Review: Calamity
Friday, March 8, 2019

Calamity (The Reckoners, #3)Calamity by Brandon Sanderson
My rating: 4.5 of 5 stars

A solid ending to the Reckoners series. While this book didn't thrill me as much as Firefight, Sanderson delivered his usual quick, descriptive, engaging writing. He also kept enough options open to keep me guessing until the end. If you like superhero stories and great twists, this is a series you won't want to miss. That said, if you haven't read the previous two books, you may not want to read my review of book 3 until you do.

Characters & Voice:
As in the previous two books, the main protagonist and narrator of the story is David, who offers dry wit and bad metaphors (which are actually similes) throughout. David is supported by what remains of his team of Reckoners after the fallout from book 2, as well as the addition of one eccentric, paraplegic scientist. The biggest difference in this book is that Prof, who had been an alley in the previous two books, is now the main antagonist. This gives readers a unique perspective, since we got to know Prof very well already and have a pretty good idea how he ticks.
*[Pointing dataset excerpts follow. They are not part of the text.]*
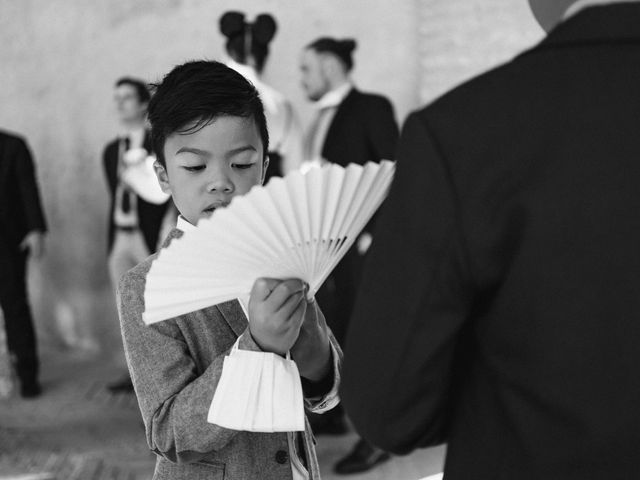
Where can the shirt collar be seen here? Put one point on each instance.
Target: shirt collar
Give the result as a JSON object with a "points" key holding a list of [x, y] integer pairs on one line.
{"points": [[334, 97], [184, 225], [582, 4]]}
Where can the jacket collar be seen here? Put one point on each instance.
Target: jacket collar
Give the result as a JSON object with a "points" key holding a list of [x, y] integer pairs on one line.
{"points": [[615, 23], [231, 311]]}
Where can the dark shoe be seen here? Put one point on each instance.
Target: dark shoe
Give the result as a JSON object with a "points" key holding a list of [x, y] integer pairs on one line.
{"points": [[362, 458], [30, 390], [329, 423], [121, 386]]}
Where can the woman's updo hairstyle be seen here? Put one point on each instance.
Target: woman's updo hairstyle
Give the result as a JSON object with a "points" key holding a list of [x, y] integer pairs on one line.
{"points": [[343, 49], [246, 39]]}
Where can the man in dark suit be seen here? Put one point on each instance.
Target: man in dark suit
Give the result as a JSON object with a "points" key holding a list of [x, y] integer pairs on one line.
{"points": [[22, 229], [134, 222], [503, 284], [349, 127]]}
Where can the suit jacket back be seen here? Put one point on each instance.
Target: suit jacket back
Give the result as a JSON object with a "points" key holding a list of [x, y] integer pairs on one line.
{"points": [[363, 129], [507, 253], [20, 207]]}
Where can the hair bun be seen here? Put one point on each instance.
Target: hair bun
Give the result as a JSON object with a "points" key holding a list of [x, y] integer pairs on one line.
{"points": [[232, 24], [264, 28], [348, 44]]}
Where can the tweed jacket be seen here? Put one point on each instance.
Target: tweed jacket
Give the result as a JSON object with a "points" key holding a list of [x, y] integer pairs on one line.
{"points": [[175, 366]]}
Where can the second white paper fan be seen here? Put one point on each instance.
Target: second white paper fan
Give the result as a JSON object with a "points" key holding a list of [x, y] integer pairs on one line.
{"points": [[299, 226]]}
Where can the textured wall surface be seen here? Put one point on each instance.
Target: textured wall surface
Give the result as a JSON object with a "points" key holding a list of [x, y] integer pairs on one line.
{"points": [[59, 59]]}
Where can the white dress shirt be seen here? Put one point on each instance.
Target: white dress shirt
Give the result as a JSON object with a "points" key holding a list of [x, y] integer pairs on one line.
{"points": [[326, 109], [582, 4]]}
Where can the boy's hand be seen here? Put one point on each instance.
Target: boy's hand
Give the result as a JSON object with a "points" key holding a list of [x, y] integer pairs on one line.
{"points": [[312, 350], [276, 312]]}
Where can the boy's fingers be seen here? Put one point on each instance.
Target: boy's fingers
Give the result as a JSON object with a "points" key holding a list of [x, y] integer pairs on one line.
{"points": [[290, 306], [283, 291], [263, 287], [300, 311]]}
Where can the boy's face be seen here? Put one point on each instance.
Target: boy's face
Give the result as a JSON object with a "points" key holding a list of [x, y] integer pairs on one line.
{"points": [[206, 169]]}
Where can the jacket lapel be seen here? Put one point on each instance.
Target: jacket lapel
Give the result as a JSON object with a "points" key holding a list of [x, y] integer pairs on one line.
{"points": [[234, 316], [338, 118]]}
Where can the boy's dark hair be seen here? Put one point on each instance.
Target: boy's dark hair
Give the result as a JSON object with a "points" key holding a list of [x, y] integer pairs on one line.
{"points": [[141, 87], [246, 39], [342, 49], [195, 93]]}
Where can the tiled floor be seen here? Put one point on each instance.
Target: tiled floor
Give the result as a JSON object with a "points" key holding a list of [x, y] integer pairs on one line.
{"points": [[78, 431]]}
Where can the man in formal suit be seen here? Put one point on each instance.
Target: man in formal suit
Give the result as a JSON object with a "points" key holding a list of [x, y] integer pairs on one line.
{"points": [[349, 127], [134, 223], [22, 229], [503, 283]]}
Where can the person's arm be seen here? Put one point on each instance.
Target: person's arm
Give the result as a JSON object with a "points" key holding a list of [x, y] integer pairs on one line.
{"points": [[382, 130], [174, 399], [32, 211], [383, 140], [413, 302], [319, 357]]}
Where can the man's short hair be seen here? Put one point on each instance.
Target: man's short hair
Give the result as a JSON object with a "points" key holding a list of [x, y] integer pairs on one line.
{"points": [[195, 93], [342, 49], [141, 87]]}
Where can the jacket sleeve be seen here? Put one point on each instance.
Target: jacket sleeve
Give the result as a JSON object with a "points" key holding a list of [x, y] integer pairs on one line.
{"points": [[28, 187], [413, 303], [323, 396], [174, 399]]}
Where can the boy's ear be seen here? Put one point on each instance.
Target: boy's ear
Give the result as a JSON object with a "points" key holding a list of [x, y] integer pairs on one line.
{"points": [[163, 178], [265, 164]]}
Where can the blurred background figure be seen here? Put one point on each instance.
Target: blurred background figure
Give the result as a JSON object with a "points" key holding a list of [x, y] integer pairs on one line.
{"points": [[135, 217], [248, 48], [22, 229], [349, 127]]}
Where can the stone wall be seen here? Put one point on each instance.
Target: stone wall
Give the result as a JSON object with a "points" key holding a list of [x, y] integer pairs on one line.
{"points": [[60, 58]]}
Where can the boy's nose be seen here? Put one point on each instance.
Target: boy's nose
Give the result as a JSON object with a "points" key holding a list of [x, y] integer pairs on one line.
{"points": [[219, 182]]}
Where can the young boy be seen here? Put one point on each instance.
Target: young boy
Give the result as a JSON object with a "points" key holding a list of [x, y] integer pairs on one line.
{"points": [[210, 136]]}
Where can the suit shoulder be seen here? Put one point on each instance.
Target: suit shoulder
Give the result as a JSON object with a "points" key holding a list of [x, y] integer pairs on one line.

David and Megan continue their romantic arc, and while it's not entirely smooth sailing, their relationship doesn't add quite so much conflict as in the previous two books. Obliteration shows up again, and we get introduced to several new epics--most notably Larcener, Emperor of Atlanta.

While the world of the Reckoners has already been established by the first two books, Sanderson doesn't take that excuse to be lazy in his world-building. Each of the Reckoner books takes place in a unique area of the Reckoner world. The majority of Calamity is set in the city of Atlanta, which is made entirely of salt. The city itself moves across the land, dissolving from the back and growing new crystalline structures at the front.

Language & Mechanics:
There's not much I can say about Sanderson's writing I haven't said before. He tends toward tight writing that moves the story along at a fast pace and makes it easy to keep turning page after page well into the night. The book is well-edited with minimal typos or mistakes, making for a smooth, uninterrupted read. There's enough description to convey the beautiful details of Sanderson's unique world without bogging the reader down in facts.